Poucas coisas me são mais insuportáveis do que a rotina. Sou incapaz de compreender pessoas que vivem todos os dias o mesmo dia, apesar de ter vivido minha vida toda cercada por gente do tipo. Há aqueles que se apegam aos mesmos móveis mantidos necessariamente nos mesmos lugares ano após ano; repetem sempre as mesmas frases feitas, como vitrolinha tocando um vinil riscado; se negam a ir adiante, pois o ontem lhes basta como sustento para todo o sempre. Gente assim, com tanta vida quanto os vegetais, sempre precisa de muletas e age como vampiro sorvendo lentamente o sangue alheio. Dependem da vida de outros para manter uma espécie de existência que nem se pode chamar de vida com justiça. E eu, tendo observado tantos exemplos, não poucas vezes me pego na eminência de segui-los automaticamente. Sacudo-me, liberto-me, muitas vezes não sem dificuldades. 





E hoje eu entendo bem a minha “síndrome de Cinderela”, sempre esperando um príncipe encantado que me salve do insuportável, trazendo com ele um mundo diferente e desafiador que eu só vislumbro em sonhos. O que sou, sou por mera teimosia, persistência em não dar ouvidos a quem me puxa para trás. E como ignorar a influência do comodismo alheio dá trabalho! Enfraquece! Preciso de um sol brilhando ao longe, pleno em nós dois, intenso, luz e calor incentivando a independência, um "vai que eu estou aqui para o que der e vier, pois sou porto seguro", um sinal para ser mais pairando no espaço e ajudando a recuperar as energias. Sou movimento e sem ele estou morta.





Me apeguei tanto a imagens ideais porque a realidade muitas vezes me é insuportável. E decifrei meu próprio enigma ao ouvir de um amigo que a gente sempre procura o que nos falta... Se isso é verdade, explica minha busca incessante. Sempre tive demais do mais do mesmo e, por isso mesmo, sempre quis o desconhecido, o impensado, o inusitado, o mais profundo e o mais alto, o mais nobre que transborda em miríades de possibilidades... Sempre procurei um príncipe em forma de sol, luz iluminando o caminho, calor nos dias e noites frios. Sempre estive pronta a ver esse sol onde ele não existia por desejá-lo demais. E levo anos para conseguir aceitar que imaginei em outro o que nele não existe.

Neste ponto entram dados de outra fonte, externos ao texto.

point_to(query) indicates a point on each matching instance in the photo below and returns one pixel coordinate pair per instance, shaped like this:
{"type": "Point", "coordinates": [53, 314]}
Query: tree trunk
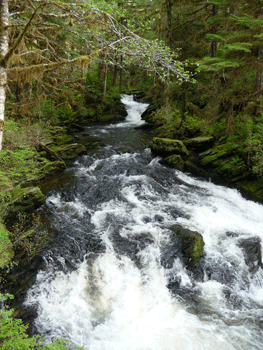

Sempre almejei a passagem para o além do umbral... E quero muitas coisas. Até demais. Porém, as quero apenas sendo ser pleno que se reconhece antes de cercar-se do que não lhe é salutar. O ser antes do ter. Alma plena ao rodear-se de matéria dela independe sem risco de escravizar-se. O que mudou é que parei de ver em alguém uma porta. Se tenho excesso de cinza, resolvi que quero cores alegres e vou tê-las por mim mesma. Nem sei mais por qual motivo (além de delírio rebelde puro e simples) algum dia considerei que precisava de um príncipe-sol para me presentear com luzes, tintas e cores. Vou buscá-las eu mesma e cultivar o meu jardim. 





Transformar paredes em arco-íris implica ignorar ervas daninhas e seus zumbidos incessantes. Algo que não se faz sem arranhões e fraturas. Elas virão, certamente. Talvez agora menos em mim, pois se há algo precioso, que me ensinaram recentemente e que eu aprendi muito bem, é que poucas coisas que parecem indispensáveis para a manutenção da vida realmente o são. Discernimento: eu não preciso de um sol que seja menos do que o próprio astro rei.